Every day I drive the same commute back and forth to work. It’s only about a 10-minute drive down Callicoon Road, so there’s not even an alternative way to go, unless I wanted to get overly creative. So there I was making the drive home on a Monday afternoon when out of the corner of my eye I spot a seven-foot tall T. rex chicken.

Yes friends, you read that right.

As I glanced in the rearview mirror to make sure there wasn’t anyone coming, I braked and pulled a U-turn before pulling off on a small log landing along the road. I grabbed my phone and hopped out of the car, not two-feet away from a rather unconcerned emu.

As trucks and other vehicles cruised by, this absurd bird preened and browsed the tall grass around the landing. I walked a bit closer to him, noting that he didn’t appear to be fearful, which probably meant he was someone’s pet. The other giveaway to that rather obvious fact would be that emus are hardly indigenous to Northeast Pennsylvania. But hey, when the answer is obvious, it’s fun to reverse engineer a Sherlock Holmes-like deduction to make yourself feel intelligent.

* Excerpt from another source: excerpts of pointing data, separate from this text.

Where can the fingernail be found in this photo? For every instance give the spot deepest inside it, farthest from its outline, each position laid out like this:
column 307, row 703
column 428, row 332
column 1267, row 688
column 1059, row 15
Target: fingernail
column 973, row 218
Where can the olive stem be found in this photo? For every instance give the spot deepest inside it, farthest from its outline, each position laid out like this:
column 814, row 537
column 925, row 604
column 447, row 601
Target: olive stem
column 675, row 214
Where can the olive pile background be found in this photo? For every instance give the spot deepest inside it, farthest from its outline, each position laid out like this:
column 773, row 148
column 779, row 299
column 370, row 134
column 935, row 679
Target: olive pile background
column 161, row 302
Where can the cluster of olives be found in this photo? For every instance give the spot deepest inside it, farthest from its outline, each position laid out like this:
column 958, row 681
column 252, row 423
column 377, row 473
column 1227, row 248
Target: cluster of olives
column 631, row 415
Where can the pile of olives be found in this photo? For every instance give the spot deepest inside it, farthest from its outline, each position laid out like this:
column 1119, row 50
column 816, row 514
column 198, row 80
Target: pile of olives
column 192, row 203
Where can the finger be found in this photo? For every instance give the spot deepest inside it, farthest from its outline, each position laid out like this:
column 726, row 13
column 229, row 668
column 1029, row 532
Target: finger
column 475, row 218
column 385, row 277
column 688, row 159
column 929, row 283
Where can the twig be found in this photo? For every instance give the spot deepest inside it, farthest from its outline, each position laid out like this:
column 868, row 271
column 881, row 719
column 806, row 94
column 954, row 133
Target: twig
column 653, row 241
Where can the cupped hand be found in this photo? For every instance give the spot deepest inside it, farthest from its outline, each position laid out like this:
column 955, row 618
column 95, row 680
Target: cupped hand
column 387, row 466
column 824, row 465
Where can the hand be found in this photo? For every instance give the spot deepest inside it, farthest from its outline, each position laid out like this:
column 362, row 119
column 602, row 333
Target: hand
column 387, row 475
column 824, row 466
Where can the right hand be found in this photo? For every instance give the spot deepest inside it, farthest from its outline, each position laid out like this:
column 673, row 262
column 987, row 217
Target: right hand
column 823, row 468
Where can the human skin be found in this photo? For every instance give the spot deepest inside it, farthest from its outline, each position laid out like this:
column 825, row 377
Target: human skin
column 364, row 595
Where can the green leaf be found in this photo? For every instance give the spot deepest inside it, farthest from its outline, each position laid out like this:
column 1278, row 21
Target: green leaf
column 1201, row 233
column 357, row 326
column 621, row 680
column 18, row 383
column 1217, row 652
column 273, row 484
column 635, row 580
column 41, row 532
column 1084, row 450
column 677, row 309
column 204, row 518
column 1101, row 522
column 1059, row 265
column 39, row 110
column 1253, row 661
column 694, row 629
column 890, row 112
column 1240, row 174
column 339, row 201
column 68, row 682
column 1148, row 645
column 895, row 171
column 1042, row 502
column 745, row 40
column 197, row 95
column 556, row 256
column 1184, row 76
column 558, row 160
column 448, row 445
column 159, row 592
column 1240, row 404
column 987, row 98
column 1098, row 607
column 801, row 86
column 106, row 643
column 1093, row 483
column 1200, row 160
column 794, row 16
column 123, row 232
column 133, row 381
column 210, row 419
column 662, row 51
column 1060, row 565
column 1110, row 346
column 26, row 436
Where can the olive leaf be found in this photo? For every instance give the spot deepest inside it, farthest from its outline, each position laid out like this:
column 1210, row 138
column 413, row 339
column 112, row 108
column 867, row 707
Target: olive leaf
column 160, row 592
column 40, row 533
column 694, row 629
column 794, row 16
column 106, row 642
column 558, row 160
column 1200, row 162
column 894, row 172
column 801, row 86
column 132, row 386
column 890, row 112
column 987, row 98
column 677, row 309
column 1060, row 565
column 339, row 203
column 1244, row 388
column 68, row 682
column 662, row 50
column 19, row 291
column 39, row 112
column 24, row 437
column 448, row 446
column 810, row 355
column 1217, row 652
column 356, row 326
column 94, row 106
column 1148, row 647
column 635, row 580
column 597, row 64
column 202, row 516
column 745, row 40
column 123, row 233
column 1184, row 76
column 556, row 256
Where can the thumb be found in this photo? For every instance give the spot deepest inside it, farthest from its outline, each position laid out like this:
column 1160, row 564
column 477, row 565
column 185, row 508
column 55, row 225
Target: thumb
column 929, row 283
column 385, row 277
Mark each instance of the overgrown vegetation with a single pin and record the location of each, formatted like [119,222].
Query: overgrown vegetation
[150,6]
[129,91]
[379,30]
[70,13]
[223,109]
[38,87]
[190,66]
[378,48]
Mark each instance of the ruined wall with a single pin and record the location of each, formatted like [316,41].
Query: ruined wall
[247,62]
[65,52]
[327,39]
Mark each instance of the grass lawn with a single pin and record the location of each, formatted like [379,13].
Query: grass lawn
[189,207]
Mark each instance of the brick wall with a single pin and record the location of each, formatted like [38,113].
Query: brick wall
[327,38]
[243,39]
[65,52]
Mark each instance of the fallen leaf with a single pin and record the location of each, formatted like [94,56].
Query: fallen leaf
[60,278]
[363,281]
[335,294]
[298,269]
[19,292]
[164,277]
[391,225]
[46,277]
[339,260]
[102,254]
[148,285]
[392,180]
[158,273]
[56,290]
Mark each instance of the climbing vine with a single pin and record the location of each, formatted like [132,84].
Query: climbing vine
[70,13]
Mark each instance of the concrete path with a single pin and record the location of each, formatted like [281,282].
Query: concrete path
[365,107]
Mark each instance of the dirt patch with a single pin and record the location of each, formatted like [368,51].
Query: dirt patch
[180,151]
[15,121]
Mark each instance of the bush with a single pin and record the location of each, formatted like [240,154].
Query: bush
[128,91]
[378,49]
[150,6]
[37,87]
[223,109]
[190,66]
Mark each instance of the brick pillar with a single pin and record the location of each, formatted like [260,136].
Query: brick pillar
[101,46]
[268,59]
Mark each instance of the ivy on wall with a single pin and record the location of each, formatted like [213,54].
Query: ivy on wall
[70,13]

Taking advantage of the moment, I decided to snap a few pictures and try to capture his good side. To be honest, with as social as he was being, I think he was posing for the camera like I was a photographer for the Audubon Society.

I really don’t know where he came from or what he was doing walking along the Callicoon Road, but it certainly added a little color to my week. He reminded me of my late grandmother who had owned a ranch down in Florida. She had some emus for a long time and would treat us on the holidays with their large dark-green eggs. “What? Haven’t you eaten an emu egg before?” she would ask. She was a master of poking fun through strange and interesting things that she herself was quite familiar with. I remember her searching the ground by their pen one day when I was with her to find one of their feathers. She had held it up to me to explain how emus have a split feather; one of the only, if not the only, birds that have feathers like these. Each hair-like feather has a primary and a secondary follicle that grow from the same shaft. Grandma had always been in love with unique animals, and emus are certainly unique if anything else.

I remember the birds that she had cared for living to be nearly 20 before they died. Tall birds, they stand atop long black legs, the likes of which lead me to jokingly refer to them as T. rex chickens. They have very serious black faces too, with deep-red eyes. If you’ve never seen one in real life, you might be easily intimidated by these flightless toupees with legs, and rightfully so. There have been incidents with less wary individuals on the business end of these birds’ beaks.

As I finished taking my pictures though, I paused to enjoy the random moment that God had blessed me with. It’s not every day you get to see an animal like that, especially loose in this part of the world. But it brought with it the ever-pleasant nostalgia of family past and a reminder of what they taught me before they were gone.

The way out here isn’t always predictable, but the twists and turns we follow are the story that may just bring a familiar smile to those who carry on after we are gone.